Patient 4: Woman in a skilled nursing facility. Cannot ambulate. Brain tumor that isn’t affecting her cognitive abilities.  Very cooperative and pleasant. She has no discomfort. #4 had endo completed at endodontic office through a crown. Then patient got sick. Never had permeant restoration placed.

  • Permeant restoration placed #4.

Patient 5: Man in a memory care community. Cannot ambulate. Moderate cognitive decline. Semi verbal. Very cooperative. Cannot report if he has any pain.

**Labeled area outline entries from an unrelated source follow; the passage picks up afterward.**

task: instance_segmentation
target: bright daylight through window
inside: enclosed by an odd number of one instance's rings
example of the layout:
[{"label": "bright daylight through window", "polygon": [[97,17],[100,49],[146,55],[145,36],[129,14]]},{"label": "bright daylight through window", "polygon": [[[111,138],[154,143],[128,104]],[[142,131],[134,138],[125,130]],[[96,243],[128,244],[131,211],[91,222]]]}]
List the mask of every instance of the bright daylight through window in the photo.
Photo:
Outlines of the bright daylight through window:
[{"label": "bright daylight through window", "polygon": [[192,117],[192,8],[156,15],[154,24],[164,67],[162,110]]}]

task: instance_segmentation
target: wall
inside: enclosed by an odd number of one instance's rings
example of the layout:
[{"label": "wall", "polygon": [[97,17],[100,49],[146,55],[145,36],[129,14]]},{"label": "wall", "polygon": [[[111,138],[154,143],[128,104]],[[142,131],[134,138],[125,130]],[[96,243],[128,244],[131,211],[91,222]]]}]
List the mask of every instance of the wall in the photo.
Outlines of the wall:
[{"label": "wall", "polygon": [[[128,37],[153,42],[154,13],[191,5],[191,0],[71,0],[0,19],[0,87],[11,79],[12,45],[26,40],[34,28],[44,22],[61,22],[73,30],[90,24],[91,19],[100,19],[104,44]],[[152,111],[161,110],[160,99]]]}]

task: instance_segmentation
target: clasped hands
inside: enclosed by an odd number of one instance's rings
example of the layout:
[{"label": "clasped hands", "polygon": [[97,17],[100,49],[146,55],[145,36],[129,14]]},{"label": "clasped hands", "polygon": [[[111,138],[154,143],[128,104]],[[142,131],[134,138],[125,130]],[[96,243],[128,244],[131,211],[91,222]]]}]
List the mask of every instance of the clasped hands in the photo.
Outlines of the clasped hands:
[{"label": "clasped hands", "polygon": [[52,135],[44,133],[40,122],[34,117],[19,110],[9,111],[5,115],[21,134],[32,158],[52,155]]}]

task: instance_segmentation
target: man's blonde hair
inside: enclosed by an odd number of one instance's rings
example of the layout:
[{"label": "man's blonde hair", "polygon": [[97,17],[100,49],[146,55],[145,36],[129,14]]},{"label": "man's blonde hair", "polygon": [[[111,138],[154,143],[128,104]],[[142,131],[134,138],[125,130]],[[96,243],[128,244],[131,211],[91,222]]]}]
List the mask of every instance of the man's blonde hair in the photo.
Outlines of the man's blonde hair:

  • Core build up and restoration of four areas of decay   

Patient 6: Man in an assisted living community because his wife had Alzheimer’s.   Mobile. Very cooperative and pleasant. No reports of any discomfort. Five-unit bridge # 27-31. Bridge loose #31 due to decay.

  • Removal of decay and recementation of bridge

Patient 7: Woman in a memory care community. Mobile. Moderate cognitive impairment.  Semi cooperative. No reports of any discomfort. Class III mobility of # 7 with draining fistula.

  • Removal of #7 after antibiotic regimen

Patient 8: Woman in a skilled nursing facility. Cannot ambulate. Mobile. Moderate cognitive impairment.  Semi cooperative. No reports of any discomfort. Draining fistula #20

  • Removal of #20 after antibiotic regimen

So where are the dentists in these examples? Still in their offices and collaborating with a dental hygienist who is utilizing teledentistry. If a dental hygienist had not been in these care communities providing services and utilizing teledentistry, at some point, all these patients, loved ones, care teams and likely emergency room physicians, would have been faced with a dental emergency that was completely preventable. This is proof this system works, even with the dentist still in the office.